In C++ (and C for that matter) you use an enum + union in a struct to implement these virtual structs, then all the criticisms of pointer slicing, and not being able to pass by value go away. You do have to manage all that manually though, so
Rust would definitely have the very nice advantage of having language support to do that cleanly.
"Virtual Structs" is a name for a potential feature that may expose some sort of structural inheritance or subtyping.
The name is not used for the current "enum" feature, which is one of the few ADTs in Rust (there's also "struct" and tuples - not sure what else qualifies).
This is part one: The good part of Rust's ADT/Enum system.

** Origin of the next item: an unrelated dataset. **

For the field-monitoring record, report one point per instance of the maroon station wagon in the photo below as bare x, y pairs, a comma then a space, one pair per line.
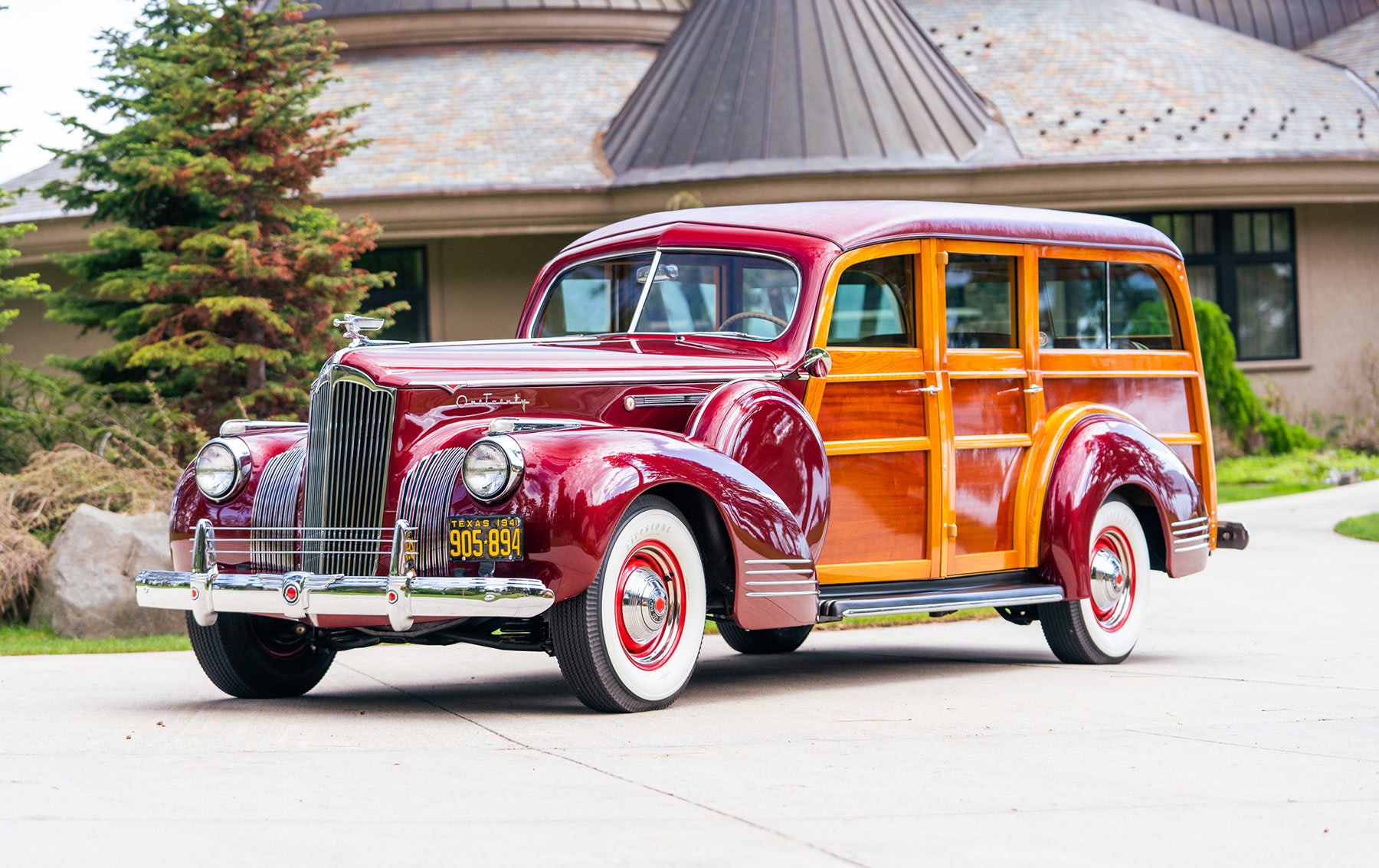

Next I presume is the bad part of it - namely how it caused pain when implementing DOM in Servo.
I'm hoping the next post will talk about this use case: Suppose I have an enum called "Canine" and I want each of its variants to implement a different "bark" method. Currently, as far as I know, I have to write a match statement dispatching "bark" to each "Canine" variant. If I have "bark" and "growl," I have to write two match statements, and so on for each method that needs to be dispatched to different variants.
So it's a lot of boilerplate. I think it can be slimmed down with a macro, but still.
You might think traits rather than enums are the way to go here. Sometimes that may be true. But often, an enum is far preferable because in Rust, a trait is not a type, but an enum is. That means you cannot, for example, have a "Vec<CanineTrait>," but you can have a "Vec<CanineEnum>."
A trait is a type, but the type does not have a size, which is the reason it is not possible to store a trait instance directly in a Vec (or any other place needing a sized type). It is possible to store a pointer to a trait object in a Vec, which would look like Vec<Box<CanineTrait>>.
Ah, my mistake. So would I be correct in saying that a trait is a type, but it does not necessarily implement the Sized trait, and if it does not, then it cannot be allocated directly on the stack?
Also, I've been wondering something about dereferencing a Box where the inner type is just a trait. If I dereference a Box<CanineTrait> and call "bark," how is the correct implementation found at runtime? Is there a vtable or something analogous?
Trait object pointers are "fat"- they consist of both a pointer to the object and a vtable pointer (much like Go interfaces if you've used those). Other DSTs are similar- pointers to slices consist of both a pointer to the elements and a count.
> If I dereference a Box<CanineTrait> and call "bark," how is the correct implementation found at runtime? Is there a vtable or something analogous?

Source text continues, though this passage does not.